Are humans so sinful that they need a sinless agent to redeem them?
Question: Isn't it true that humans are so innately sinful that they need an outside sinless agent to redeem them from sin?
Answer: God says of sin, "you may rule over it" (Genesis 4:7). Yet, "there is no man that does not sin" (1 Kings 8:45). Indeed, "Who can say, 'I have made my heart clean, I am pure from my sin'?" (Proverbs 20:9). That is why God provided Israel with the means of cleansing itself from sin through the sacrificial system, which includes blood offering and repentance. By God's grace, when the system cannot be fully utilized repentance alone suffices (Psalms 69:31-32, 1 Samuel 15:22). The remedy for sin is clear, "But if the wicked turn from all his sins that he has committed, and keep all My statutes, and do that which is lawful and right, he shall surely live, he shall not die" (Ezekiel 18:21). An individual that sins can utilize those statutes that provide for reestablishing a right relationship with God.

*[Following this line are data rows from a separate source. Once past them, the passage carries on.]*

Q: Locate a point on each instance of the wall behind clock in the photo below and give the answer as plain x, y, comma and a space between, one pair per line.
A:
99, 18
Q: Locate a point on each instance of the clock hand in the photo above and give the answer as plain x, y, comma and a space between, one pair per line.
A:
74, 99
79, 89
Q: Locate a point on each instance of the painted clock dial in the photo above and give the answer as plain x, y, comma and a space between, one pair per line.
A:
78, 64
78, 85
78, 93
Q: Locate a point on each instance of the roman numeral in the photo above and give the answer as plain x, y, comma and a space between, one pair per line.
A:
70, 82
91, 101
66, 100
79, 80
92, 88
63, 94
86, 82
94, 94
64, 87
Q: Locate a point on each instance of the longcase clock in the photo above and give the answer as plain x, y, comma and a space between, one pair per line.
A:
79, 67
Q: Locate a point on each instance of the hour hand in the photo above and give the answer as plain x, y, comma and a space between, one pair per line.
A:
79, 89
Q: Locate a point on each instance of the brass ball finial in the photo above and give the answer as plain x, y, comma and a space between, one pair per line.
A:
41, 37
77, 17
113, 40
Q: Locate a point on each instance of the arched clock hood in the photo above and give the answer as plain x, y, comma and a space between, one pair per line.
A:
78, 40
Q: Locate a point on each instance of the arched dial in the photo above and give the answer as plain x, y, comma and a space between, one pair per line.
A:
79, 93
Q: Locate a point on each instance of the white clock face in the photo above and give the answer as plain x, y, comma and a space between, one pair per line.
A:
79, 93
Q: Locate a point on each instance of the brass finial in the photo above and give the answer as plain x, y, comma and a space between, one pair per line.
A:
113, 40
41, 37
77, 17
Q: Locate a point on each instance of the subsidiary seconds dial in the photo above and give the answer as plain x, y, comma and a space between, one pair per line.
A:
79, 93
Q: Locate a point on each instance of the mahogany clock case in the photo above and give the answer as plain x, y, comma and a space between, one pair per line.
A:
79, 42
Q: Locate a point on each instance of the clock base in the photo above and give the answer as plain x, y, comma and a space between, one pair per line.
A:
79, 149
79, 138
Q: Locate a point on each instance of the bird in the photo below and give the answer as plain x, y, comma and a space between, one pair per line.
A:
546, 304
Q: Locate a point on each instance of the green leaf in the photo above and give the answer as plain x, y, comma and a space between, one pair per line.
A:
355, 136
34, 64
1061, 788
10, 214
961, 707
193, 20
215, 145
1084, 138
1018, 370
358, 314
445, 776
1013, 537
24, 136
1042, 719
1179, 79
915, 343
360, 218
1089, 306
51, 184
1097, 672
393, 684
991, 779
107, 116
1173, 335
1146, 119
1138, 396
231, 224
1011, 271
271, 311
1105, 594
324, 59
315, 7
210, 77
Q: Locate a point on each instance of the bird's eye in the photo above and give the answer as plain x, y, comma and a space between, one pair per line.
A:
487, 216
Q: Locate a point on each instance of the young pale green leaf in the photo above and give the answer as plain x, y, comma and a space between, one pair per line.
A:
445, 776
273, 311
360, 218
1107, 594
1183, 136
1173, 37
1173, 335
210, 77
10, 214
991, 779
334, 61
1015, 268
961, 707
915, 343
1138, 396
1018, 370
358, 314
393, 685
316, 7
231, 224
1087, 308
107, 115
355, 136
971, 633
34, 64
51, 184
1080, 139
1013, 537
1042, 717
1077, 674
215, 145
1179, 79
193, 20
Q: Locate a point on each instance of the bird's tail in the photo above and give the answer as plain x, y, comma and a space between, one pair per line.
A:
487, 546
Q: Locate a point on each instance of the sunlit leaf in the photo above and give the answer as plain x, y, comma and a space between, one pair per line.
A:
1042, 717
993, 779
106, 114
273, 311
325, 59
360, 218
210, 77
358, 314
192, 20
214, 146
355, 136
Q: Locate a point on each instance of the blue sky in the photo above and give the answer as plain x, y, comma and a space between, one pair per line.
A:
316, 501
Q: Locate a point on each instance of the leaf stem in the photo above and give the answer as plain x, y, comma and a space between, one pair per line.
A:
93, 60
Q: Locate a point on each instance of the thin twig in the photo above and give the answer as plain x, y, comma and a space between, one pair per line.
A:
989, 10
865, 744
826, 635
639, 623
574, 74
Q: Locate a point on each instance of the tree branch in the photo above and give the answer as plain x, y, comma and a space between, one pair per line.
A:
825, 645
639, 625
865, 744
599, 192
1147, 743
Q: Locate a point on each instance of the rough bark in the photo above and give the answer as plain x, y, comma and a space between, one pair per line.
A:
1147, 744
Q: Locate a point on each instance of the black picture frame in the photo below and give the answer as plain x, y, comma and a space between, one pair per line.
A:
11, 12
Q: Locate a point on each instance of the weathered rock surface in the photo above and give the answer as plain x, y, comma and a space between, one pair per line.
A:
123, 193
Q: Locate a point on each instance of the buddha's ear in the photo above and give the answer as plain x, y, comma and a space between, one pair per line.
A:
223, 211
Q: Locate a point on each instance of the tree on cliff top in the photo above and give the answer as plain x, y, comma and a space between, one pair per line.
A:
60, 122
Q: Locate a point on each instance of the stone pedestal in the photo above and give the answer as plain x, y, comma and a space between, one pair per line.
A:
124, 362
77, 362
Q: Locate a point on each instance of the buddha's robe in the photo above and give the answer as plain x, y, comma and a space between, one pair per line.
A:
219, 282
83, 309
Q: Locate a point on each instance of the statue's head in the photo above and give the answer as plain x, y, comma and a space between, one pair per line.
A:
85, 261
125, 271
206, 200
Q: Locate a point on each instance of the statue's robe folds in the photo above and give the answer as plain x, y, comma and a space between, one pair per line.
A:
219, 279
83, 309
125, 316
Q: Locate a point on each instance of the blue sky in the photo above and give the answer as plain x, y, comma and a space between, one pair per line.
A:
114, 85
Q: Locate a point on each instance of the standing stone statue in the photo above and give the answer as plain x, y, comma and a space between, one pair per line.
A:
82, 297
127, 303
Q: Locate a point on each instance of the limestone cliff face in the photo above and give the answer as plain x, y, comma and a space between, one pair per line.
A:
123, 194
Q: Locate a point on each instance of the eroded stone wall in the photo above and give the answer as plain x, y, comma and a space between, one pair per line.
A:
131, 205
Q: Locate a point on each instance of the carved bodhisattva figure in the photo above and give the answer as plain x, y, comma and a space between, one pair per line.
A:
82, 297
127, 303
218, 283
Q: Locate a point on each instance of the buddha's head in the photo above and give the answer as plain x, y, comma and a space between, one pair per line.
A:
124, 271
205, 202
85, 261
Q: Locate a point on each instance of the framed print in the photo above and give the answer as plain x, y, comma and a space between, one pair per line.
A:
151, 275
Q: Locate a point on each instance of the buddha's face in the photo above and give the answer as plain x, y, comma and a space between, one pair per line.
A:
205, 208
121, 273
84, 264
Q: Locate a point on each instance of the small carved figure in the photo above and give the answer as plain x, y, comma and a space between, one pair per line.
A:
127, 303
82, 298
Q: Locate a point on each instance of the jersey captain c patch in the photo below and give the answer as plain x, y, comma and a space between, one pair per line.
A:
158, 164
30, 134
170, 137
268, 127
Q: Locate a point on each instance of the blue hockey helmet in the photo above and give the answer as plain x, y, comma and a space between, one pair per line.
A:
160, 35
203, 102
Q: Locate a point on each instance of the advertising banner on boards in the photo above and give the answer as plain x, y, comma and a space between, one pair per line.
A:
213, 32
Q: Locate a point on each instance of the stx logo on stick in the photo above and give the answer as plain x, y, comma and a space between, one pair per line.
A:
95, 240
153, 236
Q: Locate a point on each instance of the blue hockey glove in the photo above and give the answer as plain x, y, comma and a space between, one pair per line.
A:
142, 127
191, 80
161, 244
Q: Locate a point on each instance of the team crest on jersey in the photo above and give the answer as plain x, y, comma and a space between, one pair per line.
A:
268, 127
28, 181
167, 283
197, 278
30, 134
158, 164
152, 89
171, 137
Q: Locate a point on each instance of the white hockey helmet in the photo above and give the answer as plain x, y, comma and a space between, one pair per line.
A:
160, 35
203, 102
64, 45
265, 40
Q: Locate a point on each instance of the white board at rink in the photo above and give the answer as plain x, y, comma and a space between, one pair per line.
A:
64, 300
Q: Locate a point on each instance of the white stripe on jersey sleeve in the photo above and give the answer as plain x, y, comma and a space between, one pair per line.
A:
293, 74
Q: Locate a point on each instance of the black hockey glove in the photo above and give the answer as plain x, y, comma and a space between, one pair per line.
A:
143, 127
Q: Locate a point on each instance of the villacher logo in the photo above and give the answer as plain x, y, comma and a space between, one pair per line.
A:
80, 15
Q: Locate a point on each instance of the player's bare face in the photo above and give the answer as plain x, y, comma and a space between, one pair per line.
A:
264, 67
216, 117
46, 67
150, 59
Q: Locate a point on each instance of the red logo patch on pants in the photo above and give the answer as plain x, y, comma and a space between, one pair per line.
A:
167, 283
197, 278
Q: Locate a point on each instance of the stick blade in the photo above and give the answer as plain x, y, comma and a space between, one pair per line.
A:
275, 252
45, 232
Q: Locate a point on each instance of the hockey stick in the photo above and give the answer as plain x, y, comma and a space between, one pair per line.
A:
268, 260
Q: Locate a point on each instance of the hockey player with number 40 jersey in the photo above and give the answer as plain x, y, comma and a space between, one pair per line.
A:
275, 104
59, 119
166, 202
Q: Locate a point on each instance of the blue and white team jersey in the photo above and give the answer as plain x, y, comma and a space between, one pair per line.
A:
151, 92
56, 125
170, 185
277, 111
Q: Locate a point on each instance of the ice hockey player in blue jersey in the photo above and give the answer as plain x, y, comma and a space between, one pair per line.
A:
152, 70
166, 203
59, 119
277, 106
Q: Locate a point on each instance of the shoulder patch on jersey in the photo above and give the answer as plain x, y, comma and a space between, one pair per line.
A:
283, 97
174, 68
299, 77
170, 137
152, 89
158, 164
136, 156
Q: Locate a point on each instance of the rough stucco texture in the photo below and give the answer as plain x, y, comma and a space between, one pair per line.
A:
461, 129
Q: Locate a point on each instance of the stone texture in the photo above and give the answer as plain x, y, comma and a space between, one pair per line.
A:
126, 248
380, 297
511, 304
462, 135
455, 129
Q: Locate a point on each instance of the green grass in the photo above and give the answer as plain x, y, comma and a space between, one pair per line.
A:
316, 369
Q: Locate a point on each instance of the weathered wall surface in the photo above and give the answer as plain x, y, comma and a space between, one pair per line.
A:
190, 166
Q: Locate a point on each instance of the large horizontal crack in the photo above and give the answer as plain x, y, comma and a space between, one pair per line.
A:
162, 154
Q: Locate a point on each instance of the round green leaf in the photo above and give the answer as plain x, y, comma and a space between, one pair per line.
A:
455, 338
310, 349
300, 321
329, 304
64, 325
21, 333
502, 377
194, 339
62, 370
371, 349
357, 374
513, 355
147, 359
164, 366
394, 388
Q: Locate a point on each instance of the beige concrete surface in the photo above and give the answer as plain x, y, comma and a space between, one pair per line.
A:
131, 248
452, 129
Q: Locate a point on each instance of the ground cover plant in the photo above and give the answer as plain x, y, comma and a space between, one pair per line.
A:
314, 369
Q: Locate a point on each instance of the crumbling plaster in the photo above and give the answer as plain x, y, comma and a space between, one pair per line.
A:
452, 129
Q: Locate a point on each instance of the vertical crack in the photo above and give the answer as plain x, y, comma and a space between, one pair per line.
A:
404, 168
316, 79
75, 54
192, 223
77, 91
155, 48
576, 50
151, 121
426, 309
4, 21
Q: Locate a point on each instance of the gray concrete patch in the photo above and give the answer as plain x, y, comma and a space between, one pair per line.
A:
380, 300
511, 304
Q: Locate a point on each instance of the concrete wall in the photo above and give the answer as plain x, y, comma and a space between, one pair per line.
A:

According to the Jewish Scriptures, repentance is open to Jew and non-Jew alike (Jonah 3:5-10, Daniel 4:27). The repentant sinner undergoes genuine remorse for his past misdeeds and pledges himself to improve his ways in the future. He is to make every effort to keep away from all past transgressions. However, if righteous acts are done insincerely as an attempt to hide unrepentant iniquities, "all our righteousnesses are as a polluted garment" (Isaiah 64:5).
The Christian concept is that man is hopelessly entrapped in innate original sin. However, the Jewish Scriptures provide ample testimony that although man may have an inclination towards evil (Genesis 8:21) the means of reestablishing a right relationship with God are always at hand for Jew and non-Jew alike through sincere repentance (Psalms 32:5).
There is no innate sin that separates the individual from God and forgiveness of sin is not dependent on a sinless sacrifice. Even when sacrifices were offered in the Temple the sinless animal's blood did not automatically redeem from sin. Blood sacrifice was part of a process that was primarily dependent on confessionary prayer to achieve reconciliation between the repentant sinner and God.